When most people think of the city of Atlanta (Georgia, USA), they think about Coca Cola, the Olympic stadium, or perhaps the Delta Airlines hub. But last week (29 March - 3 April 2019), this southern city was home to more than 22,500 attendees for the AACR annual meeting. For one week, Atlanta was flooded with top-quality science and ambitious visions that will shape the future of cancer therapies.
The field of oncology is entering an era of maturity, evidenced by this year’s focus not only on precision medicine but also on developing new tools to understand and utilize the existing therapies better based on clinical results. This “forward and reverse” translational research and “empirical to rational” study design cycle1 was pervasive across all sessions. We saw that the biomarkers, predictive algorithms, single-cell analysis technologies, and organoids were in the spotlight as methodologies to help such rational designs. (image source: Gibbs et al, CPT 2018)
Let AI decide
Go/no go decision making in cancer drug development has never been this difficult, thanks to the increasing number of novel therapeutics with many potential combination regimens. In each step of development – from pre-clinical (target selection, disease models) to clinical (defining the patient population, competition, combinations) – the art of decision-making is pivotal to reduce research costs, drug prizes and setbacks. A presentation by David Feltquate from Bristol-Myers Squibb (BMS) showed employing predictive algorithms based on empirical parameters obtained from phase I / phase II trials has predicted past IO successes and failures.

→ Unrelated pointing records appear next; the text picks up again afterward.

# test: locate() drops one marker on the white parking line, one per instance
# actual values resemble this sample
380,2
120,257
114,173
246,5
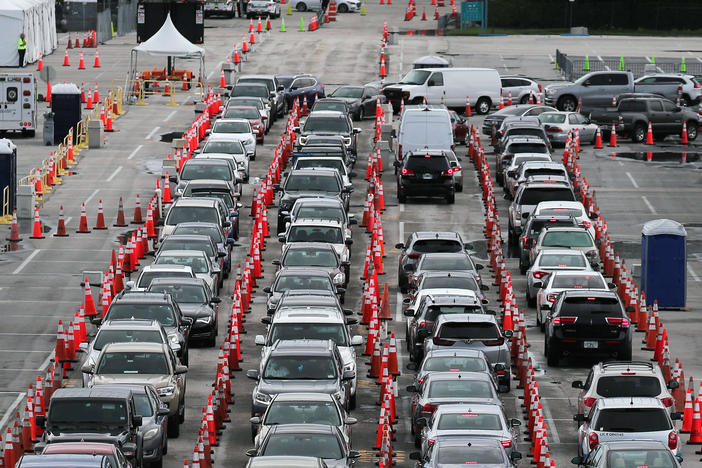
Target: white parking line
648,204
112,176
26,261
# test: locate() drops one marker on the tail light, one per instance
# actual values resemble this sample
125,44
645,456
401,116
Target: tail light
564,320
672,440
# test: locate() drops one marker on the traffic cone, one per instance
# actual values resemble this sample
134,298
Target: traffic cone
649,134
37,231
83,226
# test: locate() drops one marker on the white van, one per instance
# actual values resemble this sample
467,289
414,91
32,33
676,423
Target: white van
448,86
424,127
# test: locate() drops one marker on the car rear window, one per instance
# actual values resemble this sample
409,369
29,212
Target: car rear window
611,386
428,163
535,195
632,420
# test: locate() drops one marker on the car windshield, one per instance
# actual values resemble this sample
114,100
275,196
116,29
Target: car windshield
303,412
321,258
470,421
205,171
187,214
348,91
300,368
475,455
106,336
567,239
312,183
330,234
469,331
183,293
304,445
415,77
162,313
308,331
611,386
632,420
562,260
222,126
460,388
446,263
578,282
454,364
89,411
170,244
132,363
326,125
288,282
226,147
143,405
648,458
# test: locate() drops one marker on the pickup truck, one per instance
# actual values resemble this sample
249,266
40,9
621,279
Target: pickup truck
632,116
596,90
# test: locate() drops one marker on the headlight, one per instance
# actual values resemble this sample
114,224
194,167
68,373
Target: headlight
151,433
165,391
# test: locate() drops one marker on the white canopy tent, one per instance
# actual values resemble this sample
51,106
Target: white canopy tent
36,19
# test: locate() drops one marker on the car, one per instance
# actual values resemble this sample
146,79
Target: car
425,172
97,449
558,281
444,388
195,301
631,418
470,420
302,408
237,128
530,194
466,451
430,308
362,100
615,379
291,278
587,323
317,255
144,363
314,323
549,261
300,366
474,331
198,261
422,242
322,441
629,453
253,115
120,331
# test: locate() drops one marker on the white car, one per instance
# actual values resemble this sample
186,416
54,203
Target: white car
236,128
548,288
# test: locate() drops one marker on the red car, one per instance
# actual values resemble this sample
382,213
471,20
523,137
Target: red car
460,128
254,117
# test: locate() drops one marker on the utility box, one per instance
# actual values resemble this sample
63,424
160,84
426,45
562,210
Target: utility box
664,263
66,106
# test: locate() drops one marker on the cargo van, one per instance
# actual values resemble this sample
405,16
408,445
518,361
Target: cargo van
448,86
424,127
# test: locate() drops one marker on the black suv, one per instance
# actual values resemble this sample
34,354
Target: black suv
106,413
422,242
587,322
153,306
425,173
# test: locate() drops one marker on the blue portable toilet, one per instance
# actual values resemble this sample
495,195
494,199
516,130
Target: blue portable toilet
663,263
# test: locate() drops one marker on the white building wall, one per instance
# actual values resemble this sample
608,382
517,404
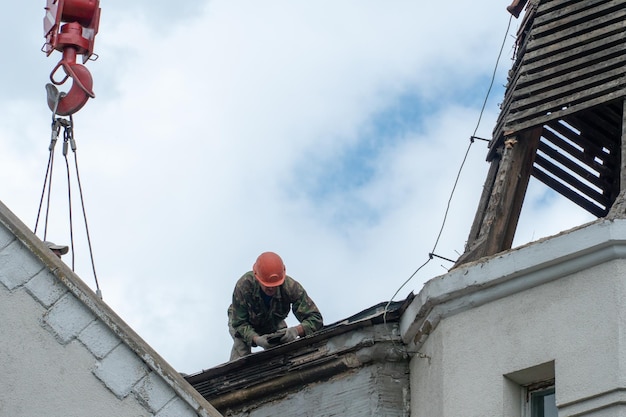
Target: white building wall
479,353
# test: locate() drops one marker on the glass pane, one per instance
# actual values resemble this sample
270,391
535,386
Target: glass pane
543,404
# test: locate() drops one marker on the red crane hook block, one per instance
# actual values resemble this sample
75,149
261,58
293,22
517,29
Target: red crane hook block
75,37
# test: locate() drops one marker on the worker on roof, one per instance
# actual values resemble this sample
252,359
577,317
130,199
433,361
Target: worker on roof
58,250
261,301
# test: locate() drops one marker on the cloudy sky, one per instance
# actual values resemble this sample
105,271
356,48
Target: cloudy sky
329,132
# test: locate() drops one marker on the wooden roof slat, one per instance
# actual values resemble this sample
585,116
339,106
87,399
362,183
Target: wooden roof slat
569,194
556,107
571,65
552,88
571,16
589,144
571,165
570,33
572,181
584,158
590,132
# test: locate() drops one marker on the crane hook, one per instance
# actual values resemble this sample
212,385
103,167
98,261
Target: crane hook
78,94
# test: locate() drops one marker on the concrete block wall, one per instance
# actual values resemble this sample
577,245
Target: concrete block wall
65,337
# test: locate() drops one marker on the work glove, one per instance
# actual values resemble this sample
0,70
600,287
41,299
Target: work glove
262,341
291,334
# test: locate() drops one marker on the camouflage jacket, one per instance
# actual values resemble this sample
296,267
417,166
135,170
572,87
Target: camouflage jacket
249,315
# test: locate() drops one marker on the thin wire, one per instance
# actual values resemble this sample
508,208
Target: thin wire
82,202
69,196
456,181
43,189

Such algorithms weigh components of safety, pharmacodynamics and clinical effects to pinpoint key measures that inform decision making.
Dance of biomarkers
If you are working in an early-stage drug development program and approaching the clinic, be prepared to be asked (many times) “Do you have a biomarker?” Probably amongst the most popular words of AACR 2019, biomarkers are now considered as key to rational, precision-medicine therapies and successful clinical results. Beyond typical mutated genes(BRCA1/2)and overexpressed proteins (HER2, PD-L1), Tumor Mutational Burden (TMB), Minimal residual disease (MRD), Microsatellite Instability (MSI) and their spatio-temporal variations were deliberately discussed. Some take-home messages include: not every biomarker works for every tissue, and changes apply through duration of the disease and treatment. There is no universal biomarker yet, however, novel approaches such as methylscape (epigenome assays), protein phosphorylation and highly sensitive analysis on circulating tumor cells are exciting possibilities that are awaiting validation. Biomarkers take a central spot in patient stratification, predicting and overcoming resistance and recurrence.

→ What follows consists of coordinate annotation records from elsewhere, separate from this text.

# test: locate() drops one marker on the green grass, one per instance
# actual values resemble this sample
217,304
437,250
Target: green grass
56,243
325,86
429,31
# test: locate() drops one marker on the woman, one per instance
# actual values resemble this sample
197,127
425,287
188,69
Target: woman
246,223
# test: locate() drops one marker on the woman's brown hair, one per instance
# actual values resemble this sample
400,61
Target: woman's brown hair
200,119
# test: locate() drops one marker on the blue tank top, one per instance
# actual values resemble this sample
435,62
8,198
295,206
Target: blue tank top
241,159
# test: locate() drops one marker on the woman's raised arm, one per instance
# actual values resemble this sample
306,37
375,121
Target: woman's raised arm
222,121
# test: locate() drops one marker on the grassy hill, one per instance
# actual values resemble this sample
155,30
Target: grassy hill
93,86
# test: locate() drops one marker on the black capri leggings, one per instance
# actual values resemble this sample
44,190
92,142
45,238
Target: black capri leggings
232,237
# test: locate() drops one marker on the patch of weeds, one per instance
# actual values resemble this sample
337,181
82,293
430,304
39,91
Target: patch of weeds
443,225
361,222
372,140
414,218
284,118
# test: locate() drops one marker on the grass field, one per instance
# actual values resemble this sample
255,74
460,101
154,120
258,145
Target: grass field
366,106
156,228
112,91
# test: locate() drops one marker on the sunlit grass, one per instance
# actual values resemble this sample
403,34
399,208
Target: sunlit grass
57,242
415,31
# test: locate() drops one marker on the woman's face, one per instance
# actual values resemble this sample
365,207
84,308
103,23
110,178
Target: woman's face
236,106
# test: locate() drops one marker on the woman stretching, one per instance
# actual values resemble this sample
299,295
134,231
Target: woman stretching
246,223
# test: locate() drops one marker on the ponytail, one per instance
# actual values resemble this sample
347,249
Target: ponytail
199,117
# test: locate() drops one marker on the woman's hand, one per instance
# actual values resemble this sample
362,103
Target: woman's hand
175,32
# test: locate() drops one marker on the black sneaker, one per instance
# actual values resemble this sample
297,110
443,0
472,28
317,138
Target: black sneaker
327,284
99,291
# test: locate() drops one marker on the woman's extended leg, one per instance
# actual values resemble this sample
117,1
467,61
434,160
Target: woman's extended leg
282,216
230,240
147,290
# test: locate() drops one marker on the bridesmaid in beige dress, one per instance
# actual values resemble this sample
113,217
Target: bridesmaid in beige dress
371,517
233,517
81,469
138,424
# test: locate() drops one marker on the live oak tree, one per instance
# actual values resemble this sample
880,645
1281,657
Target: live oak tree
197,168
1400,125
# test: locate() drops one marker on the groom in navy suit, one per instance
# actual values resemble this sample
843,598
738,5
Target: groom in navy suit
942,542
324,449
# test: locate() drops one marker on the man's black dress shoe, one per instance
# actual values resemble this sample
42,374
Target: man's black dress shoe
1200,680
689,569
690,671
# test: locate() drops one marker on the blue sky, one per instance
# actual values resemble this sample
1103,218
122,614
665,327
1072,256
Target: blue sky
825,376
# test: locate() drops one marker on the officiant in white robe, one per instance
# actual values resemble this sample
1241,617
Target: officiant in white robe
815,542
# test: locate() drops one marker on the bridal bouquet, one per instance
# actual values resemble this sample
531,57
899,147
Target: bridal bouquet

Tumor heterogeneity: single-cell technologies
Do all cancer cells do the same thing within the tumor? The answer is no. Tumor heterogeneity and variation in gene expression is a long-standing debate but now superior single-cell technologies are discovering how tumor cells are different. 3D Imaging Mass Cytometry developed in Bodenmiller lab (University of Zurich) combines mass cytometry with ‘omics techniques to systematically describe cell phenotypes and their heterogeneity in tumors. Bernd showed that breast tumor tissue ecosystems can be clustered in 17 single-cell pathology groups2. Arjun Raj from UPenn presented another key technique coined as molecular Time Machine, a method connects single cell fate with gene programs. Arjun et al used time machine to follow resistant melanoma colonies that were formed after treatment with vemurafenib and identified biomarkers resulted in resistance. (Image source: Arjun Raj lab)
CAR-T and synthetic lethality: tip of the iceberg?

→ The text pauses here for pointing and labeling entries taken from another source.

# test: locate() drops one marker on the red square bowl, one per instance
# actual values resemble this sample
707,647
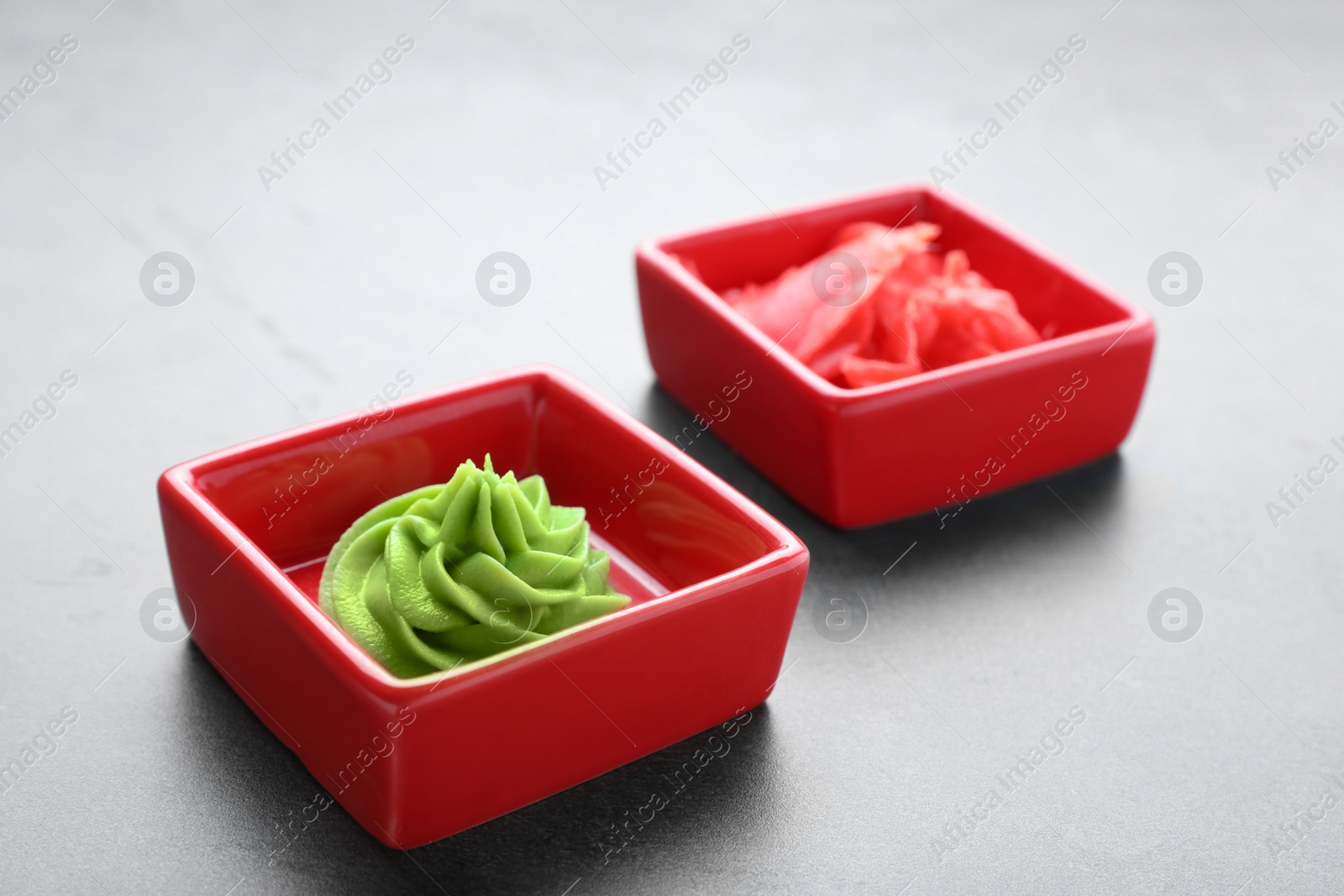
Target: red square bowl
866,456
714,580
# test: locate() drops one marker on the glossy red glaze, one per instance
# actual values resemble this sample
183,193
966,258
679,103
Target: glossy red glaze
859,457
716,584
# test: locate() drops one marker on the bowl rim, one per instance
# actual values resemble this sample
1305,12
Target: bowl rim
655,251
349,658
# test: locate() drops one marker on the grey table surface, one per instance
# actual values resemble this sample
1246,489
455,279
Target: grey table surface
1209,766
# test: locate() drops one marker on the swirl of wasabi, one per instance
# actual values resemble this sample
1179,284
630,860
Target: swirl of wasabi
454,573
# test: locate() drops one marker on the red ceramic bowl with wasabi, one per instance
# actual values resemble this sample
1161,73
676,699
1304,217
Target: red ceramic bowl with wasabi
934,441
714,579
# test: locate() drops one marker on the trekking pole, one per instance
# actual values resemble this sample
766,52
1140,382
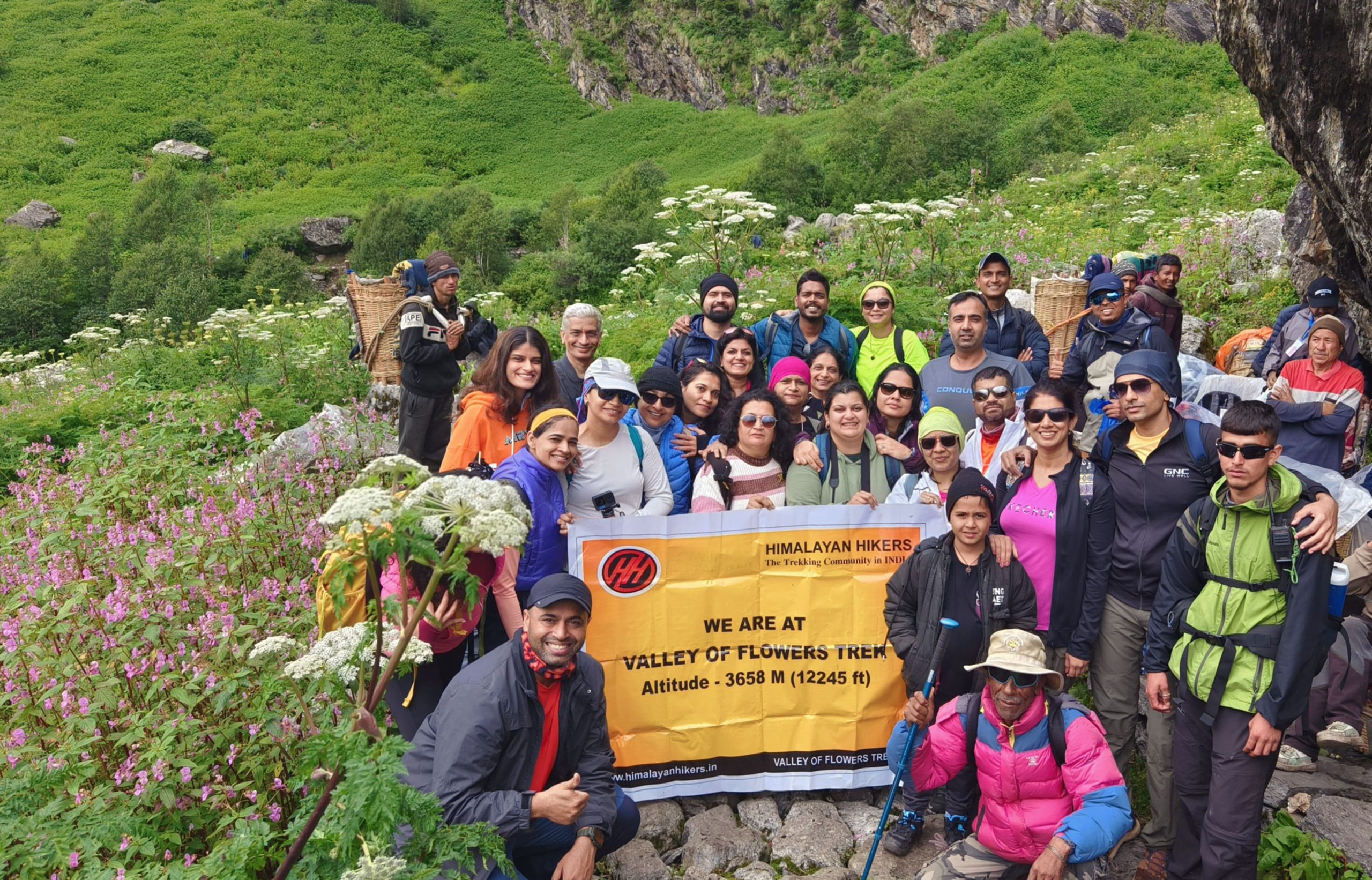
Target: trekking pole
949,625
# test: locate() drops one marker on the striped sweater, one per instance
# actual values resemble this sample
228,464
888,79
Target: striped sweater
751,478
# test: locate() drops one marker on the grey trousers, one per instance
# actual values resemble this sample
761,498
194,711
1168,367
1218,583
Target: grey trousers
424,427
1116,685
968,860
1218,838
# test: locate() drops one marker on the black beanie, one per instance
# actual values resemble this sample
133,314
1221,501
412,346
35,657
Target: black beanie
717,280
660,379
971,482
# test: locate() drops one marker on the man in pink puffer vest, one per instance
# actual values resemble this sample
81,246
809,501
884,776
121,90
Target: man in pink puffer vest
1058,820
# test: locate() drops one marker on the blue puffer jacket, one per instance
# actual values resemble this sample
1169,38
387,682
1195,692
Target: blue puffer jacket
678,468
545,551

Understanding drug resistance is a priority now, as four PARP inhibitors are approved and more programs targeting DNA Damage Response (DDR) and synthetic lethality are in clinical development. Mark O’Çonnor (AstraZeneca) presented the data for combinations of inhibitors targeting ATR, Wee1 and PARP. Such combination therapies disrupted rewired homologous recombination and fork protection pathways in resistant BRCA-deficient cancer cells.
There is a great effort to enhance CAR-T treatment efficacy and reduce toxicity in the clinic. Currently, 364 CAR-T trials are listed in clinicatrial.gov and numbers are growing. Dr. Saad Kenderian from Mayo Clinic showed that CD19 therapy relapses are due to loss of CAR-T cells as well as an upregulation of inhibitory role of checkpoint blockade. Modulating T cell phenotype and combination therapy with checkpoint inhibitor treatment (pembroluzimab) will be the future direction to overcome relapses. Meanwhile, more and more solid tumor targeting CAR-Ts and allogeneic cell therapies are being translated into the clinic. Phase I data from Baylor College of Medicine showed complete response for two out of ten sarcoma patients with HER2+ expression. Three saw their cancers kept in-check, and five saw no benefit. Dr. Ewelina Morawa from CRISPR therapeutics presented future directions for anti-CD33 and anti-CD70 allogeneic CRISPR/Cas9 edited CAR-Ts targeting AML and multiple solid tumors retrospectively in preclinical models. Overall, these cell therapies and DDR targeting programs are likely to expand as our molecular understanding deepens.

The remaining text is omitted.